Weekly Wireless Roundup: Nanotattoo monitors blood glucose

June 1, 2010 by MassDevice

A nanoparticle "tattoo" as a glucose sensor that can be continuously monitored; a nose for your cellphone to sniff out airborne toxins; Biomagnetics Diagnostics Corp. introduces optical biosensor; and two years of competitively folding proteins with "foldit" at Games for Health 2010.

Weekly Wireless Roundup: Nanotattoo monitors blood glucose

Nanotattoo monitors blood glucose, looks cool: Millions of people suffering from diabetes are forced to endure multiple finger pricks daily — an unpleasant practice that may impede compliance and which relies on its operator for consistency. Now, Drs.

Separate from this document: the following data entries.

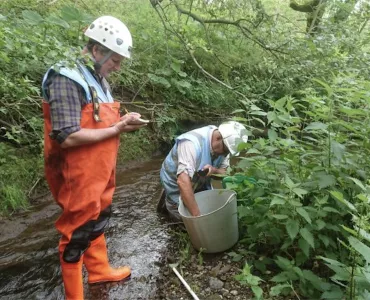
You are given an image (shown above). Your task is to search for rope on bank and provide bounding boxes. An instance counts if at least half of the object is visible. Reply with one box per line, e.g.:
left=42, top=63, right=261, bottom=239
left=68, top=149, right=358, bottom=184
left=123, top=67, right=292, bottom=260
left=170, top=265, right=199, bottom=300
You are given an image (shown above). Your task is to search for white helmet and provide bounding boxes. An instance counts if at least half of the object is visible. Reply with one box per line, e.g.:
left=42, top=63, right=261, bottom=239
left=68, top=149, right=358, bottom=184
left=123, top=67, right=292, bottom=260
left=85, top=16, right=132, bottom=58
left=218, top=121, right=248, bottom=155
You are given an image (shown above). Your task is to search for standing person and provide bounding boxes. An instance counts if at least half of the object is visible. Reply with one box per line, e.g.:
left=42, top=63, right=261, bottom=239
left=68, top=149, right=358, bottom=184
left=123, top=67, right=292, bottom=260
left=42, top=16, right=145, bottom=300
left=158, top=121, right=248, bottom=221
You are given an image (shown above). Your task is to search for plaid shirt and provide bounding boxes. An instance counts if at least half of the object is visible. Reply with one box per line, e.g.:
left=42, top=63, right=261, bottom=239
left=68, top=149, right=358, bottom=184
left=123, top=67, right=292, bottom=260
left=46, top=64, right=110, bottom=144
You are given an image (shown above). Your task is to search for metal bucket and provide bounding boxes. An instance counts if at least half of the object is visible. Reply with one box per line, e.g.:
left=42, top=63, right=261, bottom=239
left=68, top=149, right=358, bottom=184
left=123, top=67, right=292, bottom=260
left=178, top=189, right=239, bottom=253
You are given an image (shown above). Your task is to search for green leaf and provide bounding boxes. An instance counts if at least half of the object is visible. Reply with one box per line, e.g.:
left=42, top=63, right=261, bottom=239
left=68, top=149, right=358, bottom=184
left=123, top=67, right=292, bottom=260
left=348, top=177, right=366, bottom=191
left=267, top=111, right=277, bottom=124
left=299, top=228, right=315, bottom=249
left=285, top=174, right=296, bottom=189
left=321, top=287, right=343, bottom=300
left=313, top=78, right=333, bottom=97
left=316, top=174, right=336, bottom=189
left=275, top=256, right=292, bottom=271
left=270, top=271, right=290, bottom=282
left=171, top=62, right=181, bottom=73
left=272, top=215, right=288, bottom=220
left=285, top=219, right=299, bottom=240
left=318, top=256, right=346, bottom=267
left=292, top=188, right=308, bottom=198
left=298, top=238, right=310, bottom=257
left=270, top=196, right=285, bottom=207
left=330, top=191, right=357, bottom=212
left=22, top=10, right=44, bottom=25
left=330, top=141, right=346, bottom=160
left=251, top=285, right=263, bottom=299
left=148, top=73, right=171, bottom=89
left=270, top=283, right=291, bottom=297
left=302, top=270, right=330, bottom=291
left=268, top=129, right=278, bottom=142
left=316, top=219, right=326, bottom=230
left=296, top=207, right=312, bottom=224
left=322, top=206, right=340, bottom=214
left=319, top=234, right=330, bottom=247
left=61, top=6, right=87, bottom=23
left=348, top=236, right=370, bottom=263
left=177, top=71, right=188, bottom=78
left=46, top=16, right=69, bottom=29
left=303, top=122, right=328, bottom=131
left=176, top=80, right=192, bottom=89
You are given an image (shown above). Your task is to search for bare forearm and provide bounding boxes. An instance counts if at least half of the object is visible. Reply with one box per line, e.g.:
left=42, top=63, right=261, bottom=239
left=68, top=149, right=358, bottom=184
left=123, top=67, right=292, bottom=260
left=177, top=173, right=200, bottom=216
left=61, top=126, right=119, bottom=148
left=60, top=113, right=146, bottom=148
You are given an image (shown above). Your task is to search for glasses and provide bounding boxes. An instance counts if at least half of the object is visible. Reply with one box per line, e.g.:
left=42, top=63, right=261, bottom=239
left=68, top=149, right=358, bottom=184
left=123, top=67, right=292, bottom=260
left=222, top=139, right=230, bottom=155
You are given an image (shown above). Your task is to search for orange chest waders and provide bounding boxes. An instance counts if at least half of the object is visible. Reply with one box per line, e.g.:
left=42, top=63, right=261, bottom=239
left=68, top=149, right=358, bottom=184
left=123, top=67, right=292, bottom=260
left=43, top=102, right=120, bottom=263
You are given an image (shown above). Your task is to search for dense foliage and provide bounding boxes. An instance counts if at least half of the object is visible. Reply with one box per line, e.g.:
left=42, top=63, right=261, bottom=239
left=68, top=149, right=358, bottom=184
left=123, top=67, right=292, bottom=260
left=0, top=0, right=370, bottom=299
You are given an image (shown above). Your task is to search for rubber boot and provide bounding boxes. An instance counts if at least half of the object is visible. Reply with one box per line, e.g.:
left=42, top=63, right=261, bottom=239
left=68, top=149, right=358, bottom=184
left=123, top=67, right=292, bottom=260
left=84, top=234, right=131, bottom=284
left=60, top=257, right=84, bottom=300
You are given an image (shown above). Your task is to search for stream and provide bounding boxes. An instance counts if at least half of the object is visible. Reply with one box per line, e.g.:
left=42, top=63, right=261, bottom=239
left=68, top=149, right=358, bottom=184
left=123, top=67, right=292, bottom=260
left=0, top=159, right=170, bottom=300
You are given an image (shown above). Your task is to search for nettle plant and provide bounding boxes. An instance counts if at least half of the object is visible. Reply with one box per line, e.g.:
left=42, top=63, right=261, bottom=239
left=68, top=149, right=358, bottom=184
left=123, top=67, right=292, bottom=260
left=234, top=74, right=370, bottom=299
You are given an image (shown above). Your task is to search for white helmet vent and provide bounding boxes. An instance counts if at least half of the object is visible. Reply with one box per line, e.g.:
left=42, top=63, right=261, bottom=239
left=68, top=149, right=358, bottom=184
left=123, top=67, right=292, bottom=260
left=85, top=16, right=132, bottom=58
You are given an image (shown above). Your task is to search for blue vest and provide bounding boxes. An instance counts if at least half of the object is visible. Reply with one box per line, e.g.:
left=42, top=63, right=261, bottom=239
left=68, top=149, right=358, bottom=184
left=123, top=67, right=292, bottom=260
left=42, top=62, right=114, bottom=103
left=160, top=125, right=225, bottom=204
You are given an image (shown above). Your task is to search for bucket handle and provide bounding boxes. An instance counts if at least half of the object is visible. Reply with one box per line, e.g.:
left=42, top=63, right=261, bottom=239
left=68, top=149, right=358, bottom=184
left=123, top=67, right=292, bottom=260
left=226, top=193, right=235, bottom=204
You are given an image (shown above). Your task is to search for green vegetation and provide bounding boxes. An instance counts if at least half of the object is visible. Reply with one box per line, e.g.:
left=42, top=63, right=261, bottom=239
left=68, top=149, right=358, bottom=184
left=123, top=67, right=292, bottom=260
left=0, top=0, right=370, bottom=299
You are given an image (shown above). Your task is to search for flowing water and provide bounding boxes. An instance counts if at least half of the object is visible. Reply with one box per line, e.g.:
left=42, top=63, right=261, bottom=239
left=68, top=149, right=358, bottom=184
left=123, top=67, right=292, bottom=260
left=0, top=159, right=170, bottom=300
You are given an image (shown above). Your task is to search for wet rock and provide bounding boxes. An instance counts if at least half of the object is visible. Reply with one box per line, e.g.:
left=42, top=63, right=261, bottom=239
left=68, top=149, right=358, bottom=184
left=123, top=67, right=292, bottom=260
left=205, top=294, right=222, bottom=300
left=224, top=282, right=232, bottom=290
left=221, top=288, right=230, bottom=297
left=197, top=265, right=204, bottom=272
left=219, top=265, right=231, bottom=274
left=209, top=277, right=224, bottom=291
left=210, top=262, right=222, bottom=277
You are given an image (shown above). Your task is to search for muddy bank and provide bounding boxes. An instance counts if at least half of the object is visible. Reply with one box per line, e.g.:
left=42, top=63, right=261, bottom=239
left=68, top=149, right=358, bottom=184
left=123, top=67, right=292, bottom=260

Paul Barone and Michael Strano at the MIT Dept. of Chemical Engineering are developing a new approach to glucose monitoring. Building on work they previously published in ACS Nano, the new technology employs a nanoparticle "tattoo" as a glucose sensor, which can then be continuously monitored by a device on the surface of the body.

A nose for your cellphone to sniff out airborne toxins: Cellphones may soon be able to detect carbon monoxide and other dangerous toxins found in gasoline and chemical warfare agents using a tiny silicon chip sensing system developed by researchers at UCSD and Rhevision Inc. Embedded within the silicon sensor are hundreds of separate spots that can change color in response to specific chemicals. By capturing the pattern of color changes using a new kind of supermacro lens, researchers at UCSD plan to create a versatile sensor small enough to fit into a cellphone that can recognize a wide variety of chemical hazards.